The largest model (80M) has the highest quality. The 14M variant reaches new SOTA in expressivity among similar sized models, despite being <25MB in size. This release is a major upgrade from the previous one and supports English text-to-speech applications in eight voices: four male and four female.
Here's a short demo: https://www.youtube.com/watch?v=ge3u5qblqZA.
Most models are quantized to int8 + fp16, and they use ONNX for runtime. Our models are designed to run anywhere eg. raspberry pi, low-end smartphones, wearables, browsers etc. No GPU required! This release aims to bridge the gap between on-device and cloud models for tts applications. Multi-lingual model release is coming soon.
On-device AI is bottlenecked by one thing: a lack of tiny models that actually perform. Our goal is to open-source more models to run production-ready voice agents and apps entirely on-device.
We would love your feedback!
Is there any way to get those running on iPhone ? I would love to have the ability for it to read articles to me like a podcast.
Is there any way to do a custom voice as a DIY? Or we need to go through you?
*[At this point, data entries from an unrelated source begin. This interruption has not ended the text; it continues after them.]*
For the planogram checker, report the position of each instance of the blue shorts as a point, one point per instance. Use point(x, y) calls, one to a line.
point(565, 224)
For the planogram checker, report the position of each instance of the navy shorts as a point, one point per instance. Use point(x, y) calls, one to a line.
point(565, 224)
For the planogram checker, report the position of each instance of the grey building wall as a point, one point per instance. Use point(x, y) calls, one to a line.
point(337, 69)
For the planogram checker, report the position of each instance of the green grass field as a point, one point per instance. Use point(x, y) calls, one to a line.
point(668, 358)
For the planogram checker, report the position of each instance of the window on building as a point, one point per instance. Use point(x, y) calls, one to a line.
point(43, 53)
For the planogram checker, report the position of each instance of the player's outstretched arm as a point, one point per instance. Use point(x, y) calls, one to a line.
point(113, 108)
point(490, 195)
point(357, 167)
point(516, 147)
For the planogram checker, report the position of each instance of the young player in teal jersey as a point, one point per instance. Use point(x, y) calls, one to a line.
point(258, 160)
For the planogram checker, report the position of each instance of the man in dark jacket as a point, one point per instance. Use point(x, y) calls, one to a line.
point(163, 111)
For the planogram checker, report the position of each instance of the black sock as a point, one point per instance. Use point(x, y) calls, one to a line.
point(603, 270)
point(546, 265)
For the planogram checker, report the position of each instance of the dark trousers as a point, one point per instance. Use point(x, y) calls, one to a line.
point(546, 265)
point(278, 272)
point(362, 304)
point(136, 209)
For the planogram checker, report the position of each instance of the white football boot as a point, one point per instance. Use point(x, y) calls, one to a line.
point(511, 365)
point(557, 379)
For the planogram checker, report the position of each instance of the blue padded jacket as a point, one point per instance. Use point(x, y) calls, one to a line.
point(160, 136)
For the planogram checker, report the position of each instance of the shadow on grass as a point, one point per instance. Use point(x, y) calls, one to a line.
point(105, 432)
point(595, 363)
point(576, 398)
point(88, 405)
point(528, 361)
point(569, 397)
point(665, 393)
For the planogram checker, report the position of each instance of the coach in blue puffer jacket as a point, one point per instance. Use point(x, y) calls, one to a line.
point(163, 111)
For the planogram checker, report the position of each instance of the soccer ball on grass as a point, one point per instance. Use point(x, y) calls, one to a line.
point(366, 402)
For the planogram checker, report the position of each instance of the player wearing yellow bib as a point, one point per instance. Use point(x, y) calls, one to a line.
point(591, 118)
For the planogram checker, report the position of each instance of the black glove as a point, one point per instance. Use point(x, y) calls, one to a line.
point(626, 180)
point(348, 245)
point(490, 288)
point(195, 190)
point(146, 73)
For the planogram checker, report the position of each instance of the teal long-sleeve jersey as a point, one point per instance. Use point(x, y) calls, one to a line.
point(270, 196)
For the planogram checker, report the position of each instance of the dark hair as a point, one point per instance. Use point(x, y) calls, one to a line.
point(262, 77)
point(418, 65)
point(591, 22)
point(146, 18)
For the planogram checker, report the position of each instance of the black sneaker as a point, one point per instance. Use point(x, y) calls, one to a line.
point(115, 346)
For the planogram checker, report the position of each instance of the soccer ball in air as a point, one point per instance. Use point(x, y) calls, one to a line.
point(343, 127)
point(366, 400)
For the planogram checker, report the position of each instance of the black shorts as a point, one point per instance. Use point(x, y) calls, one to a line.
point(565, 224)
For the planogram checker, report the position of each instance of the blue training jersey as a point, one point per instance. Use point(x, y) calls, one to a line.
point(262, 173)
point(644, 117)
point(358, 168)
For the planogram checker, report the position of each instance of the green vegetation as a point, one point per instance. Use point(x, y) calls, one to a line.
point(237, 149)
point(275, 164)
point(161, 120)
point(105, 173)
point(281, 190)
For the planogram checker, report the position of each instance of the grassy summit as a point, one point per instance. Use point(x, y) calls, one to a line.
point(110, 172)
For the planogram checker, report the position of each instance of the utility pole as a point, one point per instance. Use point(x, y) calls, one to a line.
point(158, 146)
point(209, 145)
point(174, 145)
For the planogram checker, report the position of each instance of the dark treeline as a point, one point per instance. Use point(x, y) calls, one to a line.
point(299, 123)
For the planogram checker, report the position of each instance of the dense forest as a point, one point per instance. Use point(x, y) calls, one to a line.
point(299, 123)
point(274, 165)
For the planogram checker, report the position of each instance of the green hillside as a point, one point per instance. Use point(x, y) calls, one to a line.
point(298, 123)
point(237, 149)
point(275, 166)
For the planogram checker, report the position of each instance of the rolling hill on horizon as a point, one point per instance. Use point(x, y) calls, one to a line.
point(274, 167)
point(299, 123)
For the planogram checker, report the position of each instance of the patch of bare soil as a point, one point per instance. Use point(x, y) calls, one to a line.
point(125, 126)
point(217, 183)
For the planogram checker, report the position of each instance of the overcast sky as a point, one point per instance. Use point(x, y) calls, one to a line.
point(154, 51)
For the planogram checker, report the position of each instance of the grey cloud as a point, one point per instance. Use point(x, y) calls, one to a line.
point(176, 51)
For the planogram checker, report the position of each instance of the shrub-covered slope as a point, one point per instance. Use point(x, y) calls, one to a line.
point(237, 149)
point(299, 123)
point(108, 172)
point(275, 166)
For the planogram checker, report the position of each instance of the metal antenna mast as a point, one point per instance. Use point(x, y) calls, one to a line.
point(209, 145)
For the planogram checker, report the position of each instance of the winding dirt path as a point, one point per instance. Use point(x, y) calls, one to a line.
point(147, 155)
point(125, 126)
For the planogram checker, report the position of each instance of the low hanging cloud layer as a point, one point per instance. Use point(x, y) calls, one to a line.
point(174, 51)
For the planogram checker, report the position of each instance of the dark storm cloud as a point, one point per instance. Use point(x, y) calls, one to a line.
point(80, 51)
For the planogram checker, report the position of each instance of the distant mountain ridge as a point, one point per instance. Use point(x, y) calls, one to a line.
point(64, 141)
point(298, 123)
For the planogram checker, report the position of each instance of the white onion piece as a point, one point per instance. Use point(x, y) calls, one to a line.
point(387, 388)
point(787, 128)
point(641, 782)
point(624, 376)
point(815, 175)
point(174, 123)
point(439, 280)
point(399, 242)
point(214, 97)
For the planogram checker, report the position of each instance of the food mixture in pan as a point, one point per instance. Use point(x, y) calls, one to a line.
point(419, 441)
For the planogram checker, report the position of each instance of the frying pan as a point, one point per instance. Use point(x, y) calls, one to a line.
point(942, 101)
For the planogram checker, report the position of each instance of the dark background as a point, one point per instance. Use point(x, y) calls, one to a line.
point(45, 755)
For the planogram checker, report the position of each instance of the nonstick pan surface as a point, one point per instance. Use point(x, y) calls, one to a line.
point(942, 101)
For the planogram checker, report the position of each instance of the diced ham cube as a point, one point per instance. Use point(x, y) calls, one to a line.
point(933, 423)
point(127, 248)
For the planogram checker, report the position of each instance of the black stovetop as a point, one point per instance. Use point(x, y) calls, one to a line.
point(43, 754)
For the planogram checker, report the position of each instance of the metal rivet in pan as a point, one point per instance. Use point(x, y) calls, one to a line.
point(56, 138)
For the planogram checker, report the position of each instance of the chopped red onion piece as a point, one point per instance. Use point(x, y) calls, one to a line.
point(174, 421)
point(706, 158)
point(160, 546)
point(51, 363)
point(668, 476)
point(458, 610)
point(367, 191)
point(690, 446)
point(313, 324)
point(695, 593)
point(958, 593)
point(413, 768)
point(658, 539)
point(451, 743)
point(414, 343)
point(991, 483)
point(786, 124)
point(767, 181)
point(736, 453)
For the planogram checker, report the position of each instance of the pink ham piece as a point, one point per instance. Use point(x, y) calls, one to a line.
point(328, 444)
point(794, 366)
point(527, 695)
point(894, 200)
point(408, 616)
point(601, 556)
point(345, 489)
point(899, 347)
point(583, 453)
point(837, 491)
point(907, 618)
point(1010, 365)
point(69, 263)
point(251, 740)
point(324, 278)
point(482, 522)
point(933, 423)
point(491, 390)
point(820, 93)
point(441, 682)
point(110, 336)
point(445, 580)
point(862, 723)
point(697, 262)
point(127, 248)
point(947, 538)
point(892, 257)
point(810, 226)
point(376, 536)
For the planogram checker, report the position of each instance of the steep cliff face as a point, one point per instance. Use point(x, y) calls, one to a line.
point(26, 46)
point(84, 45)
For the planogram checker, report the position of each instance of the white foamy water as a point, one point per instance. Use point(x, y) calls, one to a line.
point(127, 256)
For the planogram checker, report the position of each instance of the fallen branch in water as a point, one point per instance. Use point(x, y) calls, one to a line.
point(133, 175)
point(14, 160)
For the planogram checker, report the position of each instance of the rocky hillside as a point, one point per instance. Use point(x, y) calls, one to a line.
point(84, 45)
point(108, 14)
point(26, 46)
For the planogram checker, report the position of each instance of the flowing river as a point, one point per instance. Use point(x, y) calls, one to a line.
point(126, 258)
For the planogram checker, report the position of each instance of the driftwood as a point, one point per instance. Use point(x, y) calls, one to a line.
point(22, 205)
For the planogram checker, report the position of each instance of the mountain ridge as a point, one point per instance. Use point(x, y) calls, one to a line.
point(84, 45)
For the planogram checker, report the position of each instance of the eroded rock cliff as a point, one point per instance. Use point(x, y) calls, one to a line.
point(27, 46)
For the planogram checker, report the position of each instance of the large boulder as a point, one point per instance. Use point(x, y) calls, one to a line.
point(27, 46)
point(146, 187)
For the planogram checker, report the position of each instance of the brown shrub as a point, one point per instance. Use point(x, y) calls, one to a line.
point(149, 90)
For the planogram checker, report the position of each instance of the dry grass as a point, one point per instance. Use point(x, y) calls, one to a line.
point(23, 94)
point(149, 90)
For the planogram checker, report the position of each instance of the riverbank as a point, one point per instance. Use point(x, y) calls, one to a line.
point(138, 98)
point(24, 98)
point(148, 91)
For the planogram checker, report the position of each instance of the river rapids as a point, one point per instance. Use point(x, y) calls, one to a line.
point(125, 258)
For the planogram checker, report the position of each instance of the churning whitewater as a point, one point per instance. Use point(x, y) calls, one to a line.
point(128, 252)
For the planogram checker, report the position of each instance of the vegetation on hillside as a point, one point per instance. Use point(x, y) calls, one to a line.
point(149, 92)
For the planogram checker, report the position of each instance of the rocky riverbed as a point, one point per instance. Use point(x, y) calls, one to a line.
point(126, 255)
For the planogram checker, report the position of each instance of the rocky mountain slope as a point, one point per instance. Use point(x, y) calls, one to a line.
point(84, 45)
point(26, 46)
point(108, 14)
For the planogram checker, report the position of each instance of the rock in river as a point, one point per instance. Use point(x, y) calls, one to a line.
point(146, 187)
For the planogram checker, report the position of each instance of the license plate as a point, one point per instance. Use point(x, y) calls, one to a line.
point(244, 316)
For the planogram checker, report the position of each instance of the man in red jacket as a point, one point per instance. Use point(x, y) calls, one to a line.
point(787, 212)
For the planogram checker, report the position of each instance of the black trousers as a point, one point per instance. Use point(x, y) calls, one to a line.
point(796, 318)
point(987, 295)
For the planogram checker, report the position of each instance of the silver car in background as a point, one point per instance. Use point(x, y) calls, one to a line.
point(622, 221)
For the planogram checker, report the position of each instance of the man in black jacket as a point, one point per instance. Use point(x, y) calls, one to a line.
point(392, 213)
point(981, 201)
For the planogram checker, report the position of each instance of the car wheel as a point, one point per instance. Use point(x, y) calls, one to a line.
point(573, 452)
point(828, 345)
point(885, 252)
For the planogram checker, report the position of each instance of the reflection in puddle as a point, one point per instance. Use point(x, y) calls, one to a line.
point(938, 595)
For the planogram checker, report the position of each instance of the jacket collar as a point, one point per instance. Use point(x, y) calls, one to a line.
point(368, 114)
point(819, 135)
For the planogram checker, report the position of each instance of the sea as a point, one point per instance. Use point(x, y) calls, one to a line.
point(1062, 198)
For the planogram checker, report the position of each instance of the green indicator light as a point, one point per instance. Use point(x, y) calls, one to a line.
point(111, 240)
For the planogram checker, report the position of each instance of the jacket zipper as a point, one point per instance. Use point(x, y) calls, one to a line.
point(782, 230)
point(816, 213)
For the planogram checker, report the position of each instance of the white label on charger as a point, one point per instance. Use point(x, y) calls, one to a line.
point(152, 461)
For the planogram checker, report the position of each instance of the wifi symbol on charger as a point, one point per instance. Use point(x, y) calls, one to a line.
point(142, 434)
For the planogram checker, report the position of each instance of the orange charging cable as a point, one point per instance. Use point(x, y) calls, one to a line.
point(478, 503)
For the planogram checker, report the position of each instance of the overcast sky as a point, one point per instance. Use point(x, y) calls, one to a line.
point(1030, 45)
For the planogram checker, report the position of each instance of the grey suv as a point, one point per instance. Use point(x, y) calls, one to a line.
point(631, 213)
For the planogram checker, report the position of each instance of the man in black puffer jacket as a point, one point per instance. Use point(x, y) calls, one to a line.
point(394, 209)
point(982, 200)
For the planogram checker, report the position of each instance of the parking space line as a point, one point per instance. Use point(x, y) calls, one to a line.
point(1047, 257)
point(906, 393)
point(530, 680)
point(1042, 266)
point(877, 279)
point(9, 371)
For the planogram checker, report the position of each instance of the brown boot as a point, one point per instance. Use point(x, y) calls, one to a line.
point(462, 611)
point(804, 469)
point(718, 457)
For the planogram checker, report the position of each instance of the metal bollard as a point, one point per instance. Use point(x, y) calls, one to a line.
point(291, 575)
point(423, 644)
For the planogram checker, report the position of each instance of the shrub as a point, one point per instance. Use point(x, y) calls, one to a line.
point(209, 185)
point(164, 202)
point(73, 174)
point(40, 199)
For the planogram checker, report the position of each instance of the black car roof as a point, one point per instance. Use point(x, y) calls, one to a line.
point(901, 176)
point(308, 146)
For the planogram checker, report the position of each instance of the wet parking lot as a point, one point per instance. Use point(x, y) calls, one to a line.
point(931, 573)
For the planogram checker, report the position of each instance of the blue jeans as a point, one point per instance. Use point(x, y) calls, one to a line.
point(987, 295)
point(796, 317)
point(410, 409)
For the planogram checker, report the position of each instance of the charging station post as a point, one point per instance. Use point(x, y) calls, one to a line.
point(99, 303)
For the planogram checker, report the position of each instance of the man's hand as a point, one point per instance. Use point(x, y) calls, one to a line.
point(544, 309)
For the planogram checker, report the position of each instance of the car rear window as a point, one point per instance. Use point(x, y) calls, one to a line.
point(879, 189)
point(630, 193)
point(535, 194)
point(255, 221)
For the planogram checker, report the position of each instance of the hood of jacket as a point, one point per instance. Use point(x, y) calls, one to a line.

If so, would you consider making a pricing page for purchasing a license/alternative voice? All but one of the voices are unusable in a business context.
This is a mind numbing task that requires workers to make hundreds of calls each day with only minor variations, sometimes navigating phone trees, half the time leaving almost the exact same message.
Anyway, I believe almost all such businesses will be automated within months. Human labour just cannot compete on cost.
Tldr: generate human-like voice based on animal sound. Anyway maybe it doesn't make sense.